This is a list of characters from Shiloh by Phyllis Reynolds Naylor published in 1991.

Characters

 Shiloh - a shy brown and cute white Beagle who escapes from his rude former owner Judd Travers and the main protagonist of the books and films. 
 Martin "Marty" Preston - an 11-year-old boy who finds Shiloh and wants to keep him. He is a son of Ray and Lou Preston and the older brother of Dara Lynn and Becky Preston. By "A Shiloh Christmas" Marty is twelve.
 Judd Travers - the drinks rude man who owns Shiloh until the end of the book. He is cruel to his dogs, but Judd's father began physically abusing Judd when he was four years old. In the end, Judd warms to Marty, relents, and lets him keep Shiloh.
 Raymond "Ray" Preston - Marty, Dara Lynn, and Becky's strict father, a mail carrier. 
 Louanne "Lou" Preston - Marty, Dara Lynn, and Becky's sympathetic mother who does odd jobs from home.
 Dara Lynn Preston - Marty and Becky's 7-year-old sister. Marty and Dara Lynn don't get along, but deep down they love each other. Dara Lynn wants a cat, but her family can't afford to have one. At the end of "Saving Shiloh", Marty buys Dara Lynn a cat for her birthday. By "A Shiloh Christmas" Dara Lynn is eight years old. 
 Rebecca "Becky" Preston - Marty and Dara Lynn's 3-year-old sister. By "A Shiloh Christmas" Becky is four years old. 
 David Howard - Marty's best friend.
 Dr. Taylor Murphy - a doctor who heals Shiloh.
 Mrs. Howard - David's mom
 Tangerine - Dara Lynn's cat. Marty buys Tangerine at the end of "Saving Shiloh" and gives Tangerine to Dara Lynn for her birthday.
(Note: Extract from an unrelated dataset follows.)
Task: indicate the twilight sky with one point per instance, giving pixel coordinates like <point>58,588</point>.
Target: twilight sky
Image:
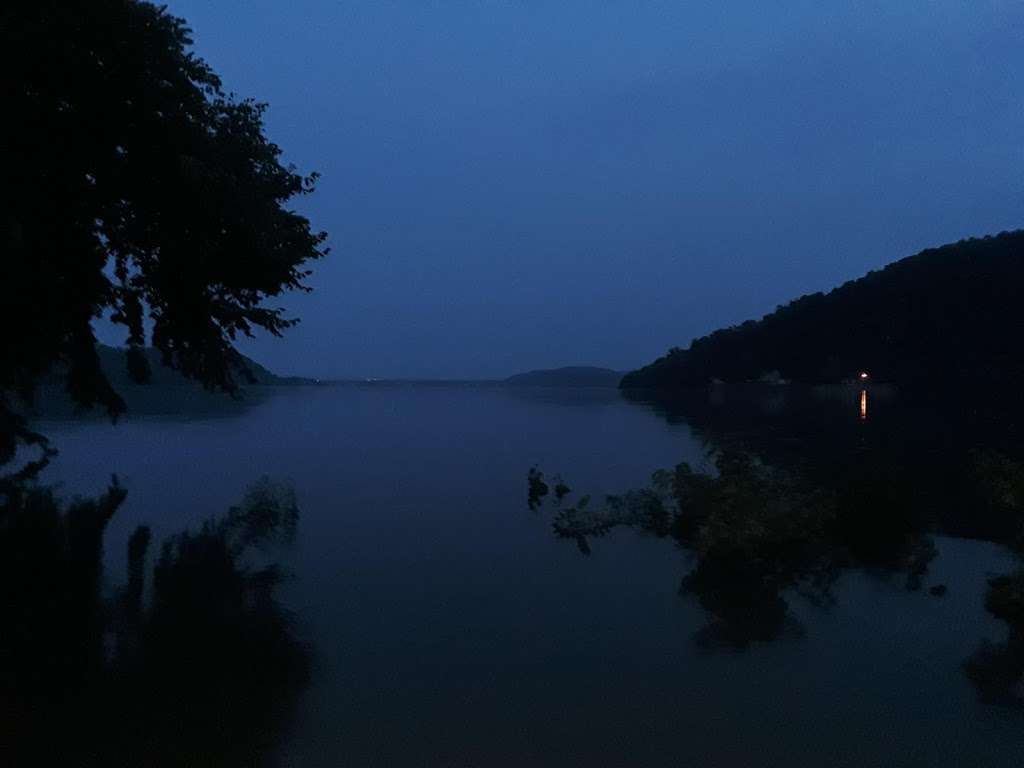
<point>512,184</point>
 Mr. Wallace - a man who owns a store down in the town. In the film, Mr. Wallace's name is Doc Wallace and he and his wife take care of their granddaughter Sam Wallace after her parents die in an accident. 
 Dr. Collins - a veterinarian/a doctor for animals that Marty works for.
 Mrs. Baker's German Shepherd Dog – a large dog that attacked Shiloh.
 Judith Dawes - the pastor's wife
 Rachel Dawes - one of the two daughters Pastor Dawes has, Marty's classmate.